Один за другим у Жана родились еще дети. Катрин надзирает за всем выводком. Каждое новое чадо окружает такой же заботой, что и предыдущее, порой унимает чересчур умиленного Жана, поддерживает, так сказать, постоянный, умеренный климат в семье. Когда порой супруга раздражают какие-то служебные тяготы, Катрин призывает его уповать на Божью милость. Если же не помогает и это, напоминает, что у них растут здоровые дети, — счастье, которое надо ценить. На все у нее есть ответ, все оборачивается у нее во благо.

«Мне повезло, — говорит он Никола, — только и слышу о милостивом, бесконечно добром Боге. Такое никогда не наскучит».

За два протекших года эта благость наполняет его душу надежнее, чем все медовые потоки, что протекали в ней прежде. Эта сладость гораздо устойчивей. А еще Жан заметил, что блаженное чувство, возникающее во время молитвы или причастия, возникает не в животе, а выше, наверно в самом сердце, которое теперь способно сжиматься, не разрываясь, даже при такой вести, как смерть Амона.

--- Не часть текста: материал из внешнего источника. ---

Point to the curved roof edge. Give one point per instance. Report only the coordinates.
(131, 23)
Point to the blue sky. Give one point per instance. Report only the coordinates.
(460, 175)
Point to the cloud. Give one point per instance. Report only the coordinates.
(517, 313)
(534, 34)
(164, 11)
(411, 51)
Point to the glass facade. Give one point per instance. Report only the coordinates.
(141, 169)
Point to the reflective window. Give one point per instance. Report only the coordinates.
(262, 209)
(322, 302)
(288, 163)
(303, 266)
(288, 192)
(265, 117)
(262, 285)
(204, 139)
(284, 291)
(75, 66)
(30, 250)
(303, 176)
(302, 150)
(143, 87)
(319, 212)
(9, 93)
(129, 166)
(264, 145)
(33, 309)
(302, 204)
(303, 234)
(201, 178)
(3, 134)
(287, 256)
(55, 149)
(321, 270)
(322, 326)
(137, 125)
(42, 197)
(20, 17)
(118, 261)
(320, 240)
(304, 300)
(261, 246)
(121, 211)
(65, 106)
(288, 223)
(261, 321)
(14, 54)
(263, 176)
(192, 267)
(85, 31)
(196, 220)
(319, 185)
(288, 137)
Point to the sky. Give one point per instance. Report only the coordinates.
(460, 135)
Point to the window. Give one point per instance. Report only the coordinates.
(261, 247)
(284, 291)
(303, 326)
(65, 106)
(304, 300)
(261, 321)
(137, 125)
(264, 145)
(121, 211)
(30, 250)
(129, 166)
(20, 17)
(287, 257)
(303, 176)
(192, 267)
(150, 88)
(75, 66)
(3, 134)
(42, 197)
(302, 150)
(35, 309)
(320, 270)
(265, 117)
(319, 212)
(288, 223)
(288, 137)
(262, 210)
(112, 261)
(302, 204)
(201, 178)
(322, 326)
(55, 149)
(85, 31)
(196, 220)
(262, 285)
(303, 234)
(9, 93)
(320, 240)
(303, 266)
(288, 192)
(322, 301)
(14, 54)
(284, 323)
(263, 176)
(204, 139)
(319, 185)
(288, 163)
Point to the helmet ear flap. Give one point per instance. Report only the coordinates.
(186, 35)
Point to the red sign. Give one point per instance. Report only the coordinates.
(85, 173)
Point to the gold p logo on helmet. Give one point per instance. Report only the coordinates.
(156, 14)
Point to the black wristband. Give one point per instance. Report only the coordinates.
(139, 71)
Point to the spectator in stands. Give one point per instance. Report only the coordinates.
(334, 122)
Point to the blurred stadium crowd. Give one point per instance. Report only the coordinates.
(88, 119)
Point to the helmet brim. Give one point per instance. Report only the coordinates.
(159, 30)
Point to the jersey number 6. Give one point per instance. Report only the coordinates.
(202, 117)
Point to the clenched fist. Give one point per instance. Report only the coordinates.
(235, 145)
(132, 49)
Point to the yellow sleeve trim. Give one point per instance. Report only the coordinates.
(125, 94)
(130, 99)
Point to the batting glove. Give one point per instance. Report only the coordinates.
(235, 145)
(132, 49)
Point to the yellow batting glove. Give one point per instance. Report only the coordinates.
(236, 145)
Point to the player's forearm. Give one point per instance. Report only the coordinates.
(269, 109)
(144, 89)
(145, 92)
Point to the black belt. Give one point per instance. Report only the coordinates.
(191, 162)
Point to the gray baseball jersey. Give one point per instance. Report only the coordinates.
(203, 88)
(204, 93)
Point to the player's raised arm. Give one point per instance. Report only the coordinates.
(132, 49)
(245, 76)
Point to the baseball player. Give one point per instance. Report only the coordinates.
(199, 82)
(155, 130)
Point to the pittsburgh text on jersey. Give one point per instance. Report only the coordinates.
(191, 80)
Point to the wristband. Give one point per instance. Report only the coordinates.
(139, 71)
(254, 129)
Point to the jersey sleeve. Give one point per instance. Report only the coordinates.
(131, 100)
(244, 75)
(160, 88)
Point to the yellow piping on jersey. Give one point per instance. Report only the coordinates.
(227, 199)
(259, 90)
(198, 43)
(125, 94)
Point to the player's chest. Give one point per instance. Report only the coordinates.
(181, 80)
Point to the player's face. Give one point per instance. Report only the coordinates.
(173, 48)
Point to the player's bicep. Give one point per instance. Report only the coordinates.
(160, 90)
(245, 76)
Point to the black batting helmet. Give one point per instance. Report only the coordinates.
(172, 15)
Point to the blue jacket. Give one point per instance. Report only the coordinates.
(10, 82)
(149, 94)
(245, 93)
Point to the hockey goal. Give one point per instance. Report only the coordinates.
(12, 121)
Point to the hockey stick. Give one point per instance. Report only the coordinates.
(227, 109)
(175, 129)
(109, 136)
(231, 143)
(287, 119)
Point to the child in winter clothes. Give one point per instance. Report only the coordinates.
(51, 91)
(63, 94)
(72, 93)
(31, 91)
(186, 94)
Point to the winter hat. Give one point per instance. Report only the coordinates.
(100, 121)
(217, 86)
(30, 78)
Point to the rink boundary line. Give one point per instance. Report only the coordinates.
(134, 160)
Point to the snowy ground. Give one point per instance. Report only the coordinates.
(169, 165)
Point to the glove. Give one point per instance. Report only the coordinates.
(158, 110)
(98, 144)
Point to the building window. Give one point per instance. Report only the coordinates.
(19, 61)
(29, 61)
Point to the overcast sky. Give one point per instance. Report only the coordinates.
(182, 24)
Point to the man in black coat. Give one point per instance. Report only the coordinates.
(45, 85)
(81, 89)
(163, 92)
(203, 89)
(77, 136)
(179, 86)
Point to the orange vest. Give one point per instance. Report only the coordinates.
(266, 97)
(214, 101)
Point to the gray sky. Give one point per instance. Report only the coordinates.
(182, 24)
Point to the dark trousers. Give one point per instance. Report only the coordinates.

Человек, который был при нем в последние часы жизни, рассказал, что он неотрывно смотрел на распятие и говорил: Иисус, Мария, sponsus, sponsa[75]. Четыре коротких слова, завершенный, симметричный, замкнутый ряд. И еще одно, пятое слово чуть громче: тишина. В последнее время Амон не только лечил монахинь, но и выполнял любые другие обязанности, даже исповедовал их в отсутствие духовника. Спал он до самого конца на простой лежанке из голых досок. Никола почтил память этого святого, а Жан не написал ни единой строчки. Лишь повторял нараспев четверословие умирающего: Иисус, Мария, sponsus, sponsa.

И словно слышал внутреннее эхо, другой, параллельный, со светским значением ряд: Тит, Береника, invitus, invitam[76].

Тот же свидетель вручил ему рукопись, предупредив, что она тайная, так как содержит нечто запретное. Несколько дней Жан не отваживался взять рукопись и полистать, когда же все-таки начал читать, то не мог оторваться. Амон на трехстах страницах говорил об одиночестве и порицал любовь ко всему светскому. Жан восхищен такой последовательностью, сам он был не способен написать что-либо больше длинной поэмы, а в нынешней своей хронике постоянно разбрасывался. Он отделял глазами отдельные фразы, как снимают с плода кожуру. «Заметил, что я слишком много бываю на виду… Кто блистает и много говорит, тот упадет и обратится в ничто». Строки глядят на Жана из кельи, в которой старец испустил дух, из лазарета, где он, мальчишкой, бывал у него столько раз. От подножия осин. Они укоряют его — и это не суровое осуждение, а неопровержимая сила примера. «Как можно быть таким смиренным?» — с болью в сердце думает Жан. Чем дальше он читает, тем больше чувствует себя рядом с Амоном, на издавна привычном месте. Снова слышит знакомый голос и даже стук спиц. Никто не помешает им, никто не прервет их последнюю беседу. «Такие фигуральные объяснения обычно заключают в себе разом и саму истину, и ее образ. А слияние истины с образом делает ее более ощутимой, понятной и проникновенной. Образы дольше задерживают ум на тех же истинах, тем самым добавляя яркости и силы, помогают запомнить, служат некой искусственной памятью».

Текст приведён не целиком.